Re: [WIP][Proposal] PARQUET-2430: Add parquet joiner

Max Konstantinov Sun, 18 Feb 2024 13:19:06 -0800

Hi Gang,


I actually started working on this feature by trying to extend
ParquetRewriter with that new capability, but I quickly ran into issues:
- Many state holder variables in ParquetRewriter will have to be duplicated
for the left / right side of the join
- Some methods(ex: nullifyColumn) are very close but not the same for
joiner and will require more branching in the existing codebase of
ParquetRewriter
- Tests for a Join part will have to pay a special attention to the right
side of the join as it is a new thing in a joiner so it will blow out test
class quite a bit
To summarize, in my opinion: adding ParquetJoiner to ParquetRewriter while
possible will potentially make codebase too complex and hard to reason
about.

I thought about it, maybe we can utilize Factory method & Builder patterns
for this?
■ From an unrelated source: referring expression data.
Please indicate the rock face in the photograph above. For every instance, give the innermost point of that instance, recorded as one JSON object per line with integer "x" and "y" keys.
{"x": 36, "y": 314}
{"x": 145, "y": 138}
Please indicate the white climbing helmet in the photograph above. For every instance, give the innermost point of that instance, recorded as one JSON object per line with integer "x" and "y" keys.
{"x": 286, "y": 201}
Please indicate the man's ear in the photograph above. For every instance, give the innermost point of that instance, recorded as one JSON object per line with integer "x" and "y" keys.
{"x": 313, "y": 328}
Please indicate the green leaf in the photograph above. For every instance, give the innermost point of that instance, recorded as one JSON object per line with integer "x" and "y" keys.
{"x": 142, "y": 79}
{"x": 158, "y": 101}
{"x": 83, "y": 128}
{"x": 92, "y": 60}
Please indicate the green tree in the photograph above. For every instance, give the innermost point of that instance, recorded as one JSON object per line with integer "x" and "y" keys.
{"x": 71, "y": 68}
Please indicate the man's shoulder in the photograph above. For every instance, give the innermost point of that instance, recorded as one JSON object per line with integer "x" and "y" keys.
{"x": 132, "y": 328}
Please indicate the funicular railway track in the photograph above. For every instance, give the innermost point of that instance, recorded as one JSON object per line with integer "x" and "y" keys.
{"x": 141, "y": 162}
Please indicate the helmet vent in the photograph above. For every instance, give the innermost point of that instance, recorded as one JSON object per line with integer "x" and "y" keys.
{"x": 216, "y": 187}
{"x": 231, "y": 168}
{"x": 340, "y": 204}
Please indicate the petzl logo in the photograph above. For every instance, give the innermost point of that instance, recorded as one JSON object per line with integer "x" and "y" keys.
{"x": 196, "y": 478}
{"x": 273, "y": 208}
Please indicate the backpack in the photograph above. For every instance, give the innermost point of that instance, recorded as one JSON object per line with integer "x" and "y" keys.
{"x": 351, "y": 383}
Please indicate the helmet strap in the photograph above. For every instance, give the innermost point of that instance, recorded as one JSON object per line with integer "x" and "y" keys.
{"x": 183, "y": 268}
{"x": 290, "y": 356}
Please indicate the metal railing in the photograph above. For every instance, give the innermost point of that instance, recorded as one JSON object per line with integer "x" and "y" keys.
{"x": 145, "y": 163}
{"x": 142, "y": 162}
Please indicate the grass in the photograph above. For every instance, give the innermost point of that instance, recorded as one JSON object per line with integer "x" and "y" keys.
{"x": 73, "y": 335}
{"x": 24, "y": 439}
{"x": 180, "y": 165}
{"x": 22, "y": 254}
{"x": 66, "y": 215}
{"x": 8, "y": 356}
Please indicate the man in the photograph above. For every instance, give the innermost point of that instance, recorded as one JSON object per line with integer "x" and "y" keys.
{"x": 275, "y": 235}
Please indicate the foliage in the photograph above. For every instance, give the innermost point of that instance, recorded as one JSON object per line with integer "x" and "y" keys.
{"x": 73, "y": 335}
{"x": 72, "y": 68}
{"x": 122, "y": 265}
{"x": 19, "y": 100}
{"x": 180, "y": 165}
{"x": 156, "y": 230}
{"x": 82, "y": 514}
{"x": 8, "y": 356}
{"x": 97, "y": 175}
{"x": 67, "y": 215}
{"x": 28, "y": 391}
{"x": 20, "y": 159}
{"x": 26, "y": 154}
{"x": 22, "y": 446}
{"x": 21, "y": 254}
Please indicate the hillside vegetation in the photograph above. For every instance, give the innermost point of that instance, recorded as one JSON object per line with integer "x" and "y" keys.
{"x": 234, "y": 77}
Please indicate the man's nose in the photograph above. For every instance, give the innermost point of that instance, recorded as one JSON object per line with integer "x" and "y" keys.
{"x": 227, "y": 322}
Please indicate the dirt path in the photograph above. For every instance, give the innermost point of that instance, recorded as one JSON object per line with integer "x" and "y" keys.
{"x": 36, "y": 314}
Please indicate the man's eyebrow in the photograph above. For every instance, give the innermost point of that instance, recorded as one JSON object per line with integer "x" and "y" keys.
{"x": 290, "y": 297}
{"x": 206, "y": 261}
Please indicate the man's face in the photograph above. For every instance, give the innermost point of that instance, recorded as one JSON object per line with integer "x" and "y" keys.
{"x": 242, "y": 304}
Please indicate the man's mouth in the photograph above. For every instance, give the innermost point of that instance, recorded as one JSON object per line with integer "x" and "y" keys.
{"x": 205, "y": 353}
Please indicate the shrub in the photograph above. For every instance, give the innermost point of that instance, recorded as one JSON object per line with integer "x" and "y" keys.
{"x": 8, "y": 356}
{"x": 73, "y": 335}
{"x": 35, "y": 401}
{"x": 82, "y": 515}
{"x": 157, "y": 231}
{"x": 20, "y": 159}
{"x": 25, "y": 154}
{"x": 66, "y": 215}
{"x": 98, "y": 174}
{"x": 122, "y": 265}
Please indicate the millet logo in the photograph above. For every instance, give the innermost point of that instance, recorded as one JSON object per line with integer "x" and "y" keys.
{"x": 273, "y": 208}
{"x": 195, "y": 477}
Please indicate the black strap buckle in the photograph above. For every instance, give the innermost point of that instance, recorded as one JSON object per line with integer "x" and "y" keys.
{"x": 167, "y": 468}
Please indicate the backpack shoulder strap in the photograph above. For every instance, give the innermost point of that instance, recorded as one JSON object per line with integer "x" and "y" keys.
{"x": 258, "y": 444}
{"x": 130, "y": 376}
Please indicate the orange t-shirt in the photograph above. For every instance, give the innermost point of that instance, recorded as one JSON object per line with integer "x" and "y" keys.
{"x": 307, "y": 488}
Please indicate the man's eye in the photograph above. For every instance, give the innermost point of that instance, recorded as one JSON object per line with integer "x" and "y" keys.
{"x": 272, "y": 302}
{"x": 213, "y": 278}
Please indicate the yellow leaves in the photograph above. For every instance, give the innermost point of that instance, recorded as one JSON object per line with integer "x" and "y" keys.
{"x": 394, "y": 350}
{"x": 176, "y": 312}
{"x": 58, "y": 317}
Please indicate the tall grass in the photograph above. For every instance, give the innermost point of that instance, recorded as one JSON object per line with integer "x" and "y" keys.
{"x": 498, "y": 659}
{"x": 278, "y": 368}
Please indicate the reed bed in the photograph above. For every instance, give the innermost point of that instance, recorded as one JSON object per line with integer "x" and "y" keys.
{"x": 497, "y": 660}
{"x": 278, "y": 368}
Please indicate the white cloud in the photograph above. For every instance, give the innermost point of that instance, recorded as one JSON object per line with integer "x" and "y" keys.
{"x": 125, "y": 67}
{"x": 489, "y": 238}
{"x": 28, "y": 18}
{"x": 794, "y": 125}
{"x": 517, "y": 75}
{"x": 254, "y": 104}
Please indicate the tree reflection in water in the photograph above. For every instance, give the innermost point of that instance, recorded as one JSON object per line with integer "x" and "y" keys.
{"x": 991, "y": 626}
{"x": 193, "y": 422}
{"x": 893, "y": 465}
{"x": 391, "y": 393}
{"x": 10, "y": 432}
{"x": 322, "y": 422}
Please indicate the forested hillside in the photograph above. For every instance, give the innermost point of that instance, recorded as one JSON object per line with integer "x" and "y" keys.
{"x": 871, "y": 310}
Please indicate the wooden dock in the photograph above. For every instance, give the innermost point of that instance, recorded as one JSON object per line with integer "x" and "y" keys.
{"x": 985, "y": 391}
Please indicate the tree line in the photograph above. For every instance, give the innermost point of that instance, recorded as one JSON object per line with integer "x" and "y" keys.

For example we can:
- Unify Options(RewriteOptions/JoinOptions) into a single class, if one of
the final implementation is not supporting a certain feature it should
throw exception during construction
- Use Factory pattern approach and pick the actual final implementation of
the class based on provided options
- Both ParquetRewriter & ParquetJoiner will implement a new Interface that
has processBlocks() & close() public method
- Use Builder pattern approach and make all methods including constructors
private besides those that need to be exposed to users
By using this approach we can simplify internal implementation by dividing
it into separate dedicated smaller sub-modules while still providing a
single feature rich external API. Let me know what you think.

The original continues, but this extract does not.